Most migraineurs begin to experience attacks before 20 years of age. Approximately 20% have their first attack before their fifth birthday. Preschool children experiencing a migraine attack usually look ill and have abdominal pain, vomiting, and a strong need to sleep. They may show pain by irritability, crying, rocking, or seeking a dark room in which to sleep.

Migraineurs aged 5 to 10 years of age experience:

  • headache,
  • nausea,
  • abdominal cramping,
  • vomiting,
  • photophobia (sensitivity to light),
  • phonophobia (sensitivity to sound),
  • osmophobia (sensitivity to smells), and
  • a need to sleep.

They usually fall asleep within an hour of the time the attack begins. The most common accompanying signs and symptoms include:

  • paleness with dark circles under the eyes,
  • tearing,
  • swollen nasal passages,
  • thirst,
  • excessive sweating,
  • increased urination,
  • and diarrhea.

Older children tend to present with headache on one side of their skull.
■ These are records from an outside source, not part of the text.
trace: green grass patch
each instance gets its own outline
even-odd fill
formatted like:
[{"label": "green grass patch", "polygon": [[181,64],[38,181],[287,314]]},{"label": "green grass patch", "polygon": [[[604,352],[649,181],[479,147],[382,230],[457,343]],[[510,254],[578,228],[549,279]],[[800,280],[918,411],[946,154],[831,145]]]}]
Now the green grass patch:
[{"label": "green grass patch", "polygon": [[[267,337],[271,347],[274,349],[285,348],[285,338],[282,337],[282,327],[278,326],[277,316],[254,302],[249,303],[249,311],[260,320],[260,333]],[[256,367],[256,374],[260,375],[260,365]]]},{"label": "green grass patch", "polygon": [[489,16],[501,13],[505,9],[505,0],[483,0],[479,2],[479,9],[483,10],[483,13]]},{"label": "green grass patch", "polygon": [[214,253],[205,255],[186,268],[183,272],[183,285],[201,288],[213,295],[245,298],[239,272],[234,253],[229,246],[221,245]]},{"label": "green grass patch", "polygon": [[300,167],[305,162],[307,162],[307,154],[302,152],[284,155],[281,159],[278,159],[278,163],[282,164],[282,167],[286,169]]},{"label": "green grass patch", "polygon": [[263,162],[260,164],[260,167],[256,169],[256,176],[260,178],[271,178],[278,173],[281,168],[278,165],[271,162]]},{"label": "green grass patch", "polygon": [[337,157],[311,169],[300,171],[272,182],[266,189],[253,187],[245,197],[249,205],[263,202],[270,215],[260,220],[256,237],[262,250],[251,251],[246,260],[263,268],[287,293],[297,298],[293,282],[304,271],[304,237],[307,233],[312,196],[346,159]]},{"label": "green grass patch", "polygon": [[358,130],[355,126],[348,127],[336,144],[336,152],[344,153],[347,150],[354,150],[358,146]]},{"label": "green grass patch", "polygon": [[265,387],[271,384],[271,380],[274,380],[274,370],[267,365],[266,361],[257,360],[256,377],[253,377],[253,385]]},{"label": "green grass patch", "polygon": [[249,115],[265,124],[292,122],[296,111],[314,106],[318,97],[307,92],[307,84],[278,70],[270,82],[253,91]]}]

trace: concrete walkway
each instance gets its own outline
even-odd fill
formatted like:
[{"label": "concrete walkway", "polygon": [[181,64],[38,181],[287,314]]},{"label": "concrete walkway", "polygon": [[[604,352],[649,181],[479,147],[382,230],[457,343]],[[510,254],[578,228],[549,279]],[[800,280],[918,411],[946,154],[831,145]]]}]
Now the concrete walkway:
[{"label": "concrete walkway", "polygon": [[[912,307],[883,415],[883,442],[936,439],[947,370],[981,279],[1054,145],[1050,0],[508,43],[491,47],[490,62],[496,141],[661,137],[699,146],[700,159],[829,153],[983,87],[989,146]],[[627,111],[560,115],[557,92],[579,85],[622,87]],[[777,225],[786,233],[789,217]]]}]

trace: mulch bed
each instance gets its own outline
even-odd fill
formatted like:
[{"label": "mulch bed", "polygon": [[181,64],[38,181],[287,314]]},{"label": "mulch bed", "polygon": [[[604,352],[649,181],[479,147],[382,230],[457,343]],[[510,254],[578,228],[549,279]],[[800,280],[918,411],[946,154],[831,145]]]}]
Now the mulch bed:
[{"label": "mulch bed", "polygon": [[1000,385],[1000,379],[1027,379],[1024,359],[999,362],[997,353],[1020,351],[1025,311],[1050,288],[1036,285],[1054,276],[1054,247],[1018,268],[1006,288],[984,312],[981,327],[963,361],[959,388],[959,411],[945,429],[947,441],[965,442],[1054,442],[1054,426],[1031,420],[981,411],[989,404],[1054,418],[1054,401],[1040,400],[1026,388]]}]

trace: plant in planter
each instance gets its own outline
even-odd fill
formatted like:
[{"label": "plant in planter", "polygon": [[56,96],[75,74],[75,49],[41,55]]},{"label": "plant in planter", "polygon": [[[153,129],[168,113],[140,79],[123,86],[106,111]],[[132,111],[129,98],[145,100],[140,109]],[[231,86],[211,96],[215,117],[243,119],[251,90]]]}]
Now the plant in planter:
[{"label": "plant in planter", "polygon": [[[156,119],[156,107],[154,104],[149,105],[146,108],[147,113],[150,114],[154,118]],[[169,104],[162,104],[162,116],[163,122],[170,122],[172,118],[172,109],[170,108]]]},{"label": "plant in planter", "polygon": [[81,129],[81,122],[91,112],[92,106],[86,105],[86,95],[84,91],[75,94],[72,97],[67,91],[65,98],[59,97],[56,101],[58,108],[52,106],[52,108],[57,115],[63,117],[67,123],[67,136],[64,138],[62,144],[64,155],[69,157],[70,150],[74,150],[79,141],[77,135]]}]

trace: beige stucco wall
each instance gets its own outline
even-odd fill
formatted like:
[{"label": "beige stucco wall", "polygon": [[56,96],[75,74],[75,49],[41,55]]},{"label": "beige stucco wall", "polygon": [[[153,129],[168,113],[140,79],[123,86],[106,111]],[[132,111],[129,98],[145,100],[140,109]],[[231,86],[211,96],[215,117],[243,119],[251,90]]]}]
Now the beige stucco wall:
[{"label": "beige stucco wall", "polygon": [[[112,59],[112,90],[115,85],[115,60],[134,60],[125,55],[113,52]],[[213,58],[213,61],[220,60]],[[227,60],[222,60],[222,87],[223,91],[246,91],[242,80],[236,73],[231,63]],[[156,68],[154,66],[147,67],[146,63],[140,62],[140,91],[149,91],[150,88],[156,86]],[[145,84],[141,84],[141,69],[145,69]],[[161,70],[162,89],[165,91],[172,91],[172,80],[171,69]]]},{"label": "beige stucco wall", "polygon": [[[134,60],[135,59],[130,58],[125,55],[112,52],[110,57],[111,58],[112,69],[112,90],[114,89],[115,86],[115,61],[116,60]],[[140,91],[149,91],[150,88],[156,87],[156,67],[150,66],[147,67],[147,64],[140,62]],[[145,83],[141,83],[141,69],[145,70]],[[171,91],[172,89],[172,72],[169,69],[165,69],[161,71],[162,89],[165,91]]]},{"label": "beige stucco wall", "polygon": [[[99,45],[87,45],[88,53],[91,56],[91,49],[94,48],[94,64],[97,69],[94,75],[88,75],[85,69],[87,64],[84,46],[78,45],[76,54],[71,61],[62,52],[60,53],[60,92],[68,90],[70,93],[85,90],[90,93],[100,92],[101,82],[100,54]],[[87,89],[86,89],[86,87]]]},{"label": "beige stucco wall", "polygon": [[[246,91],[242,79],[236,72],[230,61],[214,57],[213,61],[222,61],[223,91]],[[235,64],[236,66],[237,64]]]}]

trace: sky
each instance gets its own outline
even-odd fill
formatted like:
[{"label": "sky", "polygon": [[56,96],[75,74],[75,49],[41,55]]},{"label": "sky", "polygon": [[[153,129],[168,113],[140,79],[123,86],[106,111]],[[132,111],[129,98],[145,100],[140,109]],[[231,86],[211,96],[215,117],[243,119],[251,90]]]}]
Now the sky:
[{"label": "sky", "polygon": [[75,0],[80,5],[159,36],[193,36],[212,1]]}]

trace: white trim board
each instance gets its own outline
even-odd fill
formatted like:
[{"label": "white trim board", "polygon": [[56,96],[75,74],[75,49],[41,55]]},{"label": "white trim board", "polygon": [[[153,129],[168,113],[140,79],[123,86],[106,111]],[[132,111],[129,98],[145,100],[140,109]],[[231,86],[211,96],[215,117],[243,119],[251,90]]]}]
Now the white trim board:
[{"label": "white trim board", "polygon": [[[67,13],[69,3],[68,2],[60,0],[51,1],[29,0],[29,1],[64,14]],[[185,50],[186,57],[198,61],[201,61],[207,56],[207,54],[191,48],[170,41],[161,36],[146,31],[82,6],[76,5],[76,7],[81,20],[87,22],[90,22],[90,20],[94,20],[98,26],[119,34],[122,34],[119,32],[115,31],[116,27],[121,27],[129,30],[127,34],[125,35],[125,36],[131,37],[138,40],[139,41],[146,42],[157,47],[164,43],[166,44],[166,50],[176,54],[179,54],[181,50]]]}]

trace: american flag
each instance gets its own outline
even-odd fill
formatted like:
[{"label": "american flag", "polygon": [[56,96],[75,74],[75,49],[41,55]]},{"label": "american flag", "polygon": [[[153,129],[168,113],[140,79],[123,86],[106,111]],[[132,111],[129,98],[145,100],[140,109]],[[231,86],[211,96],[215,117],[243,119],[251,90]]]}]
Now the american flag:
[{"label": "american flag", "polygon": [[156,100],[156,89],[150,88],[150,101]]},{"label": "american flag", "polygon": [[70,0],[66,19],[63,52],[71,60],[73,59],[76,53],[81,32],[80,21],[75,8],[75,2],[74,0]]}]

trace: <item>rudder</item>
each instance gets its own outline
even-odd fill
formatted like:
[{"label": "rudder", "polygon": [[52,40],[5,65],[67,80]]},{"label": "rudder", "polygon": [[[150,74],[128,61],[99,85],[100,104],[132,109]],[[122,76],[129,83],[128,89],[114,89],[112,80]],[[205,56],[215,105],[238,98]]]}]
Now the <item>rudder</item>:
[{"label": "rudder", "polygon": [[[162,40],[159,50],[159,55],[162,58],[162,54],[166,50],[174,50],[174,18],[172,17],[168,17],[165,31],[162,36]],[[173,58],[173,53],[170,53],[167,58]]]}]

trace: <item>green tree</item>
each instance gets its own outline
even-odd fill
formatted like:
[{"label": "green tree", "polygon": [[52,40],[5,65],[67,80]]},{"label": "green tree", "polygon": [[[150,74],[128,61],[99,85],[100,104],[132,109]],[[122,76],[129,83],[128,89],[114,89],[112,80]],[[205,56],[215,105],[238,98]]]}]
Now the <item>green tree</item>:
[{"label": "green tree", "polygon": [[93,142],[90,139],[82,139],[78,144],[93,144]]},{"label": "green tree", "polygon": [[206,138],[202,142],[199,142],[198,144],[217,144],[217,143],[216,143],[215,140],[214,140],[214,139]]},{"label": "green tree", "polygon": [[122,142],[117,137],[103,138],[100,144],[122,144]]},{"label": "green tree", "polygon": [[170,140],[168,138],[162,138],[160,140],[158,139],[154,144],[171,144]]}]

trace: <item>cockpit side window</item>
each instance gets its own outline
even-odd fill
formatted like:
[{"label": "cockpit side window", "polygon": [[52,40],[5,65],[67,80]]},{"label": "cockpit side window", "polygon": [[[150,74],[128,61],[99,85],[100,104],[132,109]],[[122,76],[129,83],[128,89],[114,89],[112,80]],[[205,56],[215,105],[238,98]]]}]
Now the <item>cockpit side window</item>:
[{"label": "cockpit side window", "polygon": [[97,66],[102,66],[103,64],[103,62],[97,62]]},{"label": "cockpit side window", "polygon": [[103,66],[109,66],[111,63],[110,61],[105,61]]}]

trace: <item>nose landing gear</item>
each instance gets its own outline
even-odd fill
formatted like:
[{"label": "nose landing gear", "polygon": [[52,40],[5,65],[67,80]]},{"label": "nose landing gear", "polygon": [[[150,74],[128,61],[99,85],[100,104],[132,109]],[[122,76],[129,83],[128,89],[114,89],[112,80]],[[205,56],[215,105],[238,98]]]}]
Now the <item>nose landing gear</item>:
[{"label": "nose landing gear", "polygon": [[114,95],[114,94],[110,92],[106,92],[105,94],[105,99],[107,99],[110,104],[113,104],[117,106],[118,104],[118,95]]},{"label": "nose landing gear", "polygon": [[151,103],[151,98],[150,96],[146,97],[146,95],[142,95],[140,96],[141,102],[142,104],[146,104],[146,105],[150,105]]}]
The headache location and intensity often change during or between attacks.

Research has shown that many "sinus headaches" are really of migrainous origin. As children grow older, headache intensity and duration increases, and migraines begin to happen at more regular intervals. Older children also describe a pulsating or throbbing characteristic to their headaches. Headaches often shift to the one-sided temple location that most adult migraineurs report. Childhood migraines often stop for a few years after puberty.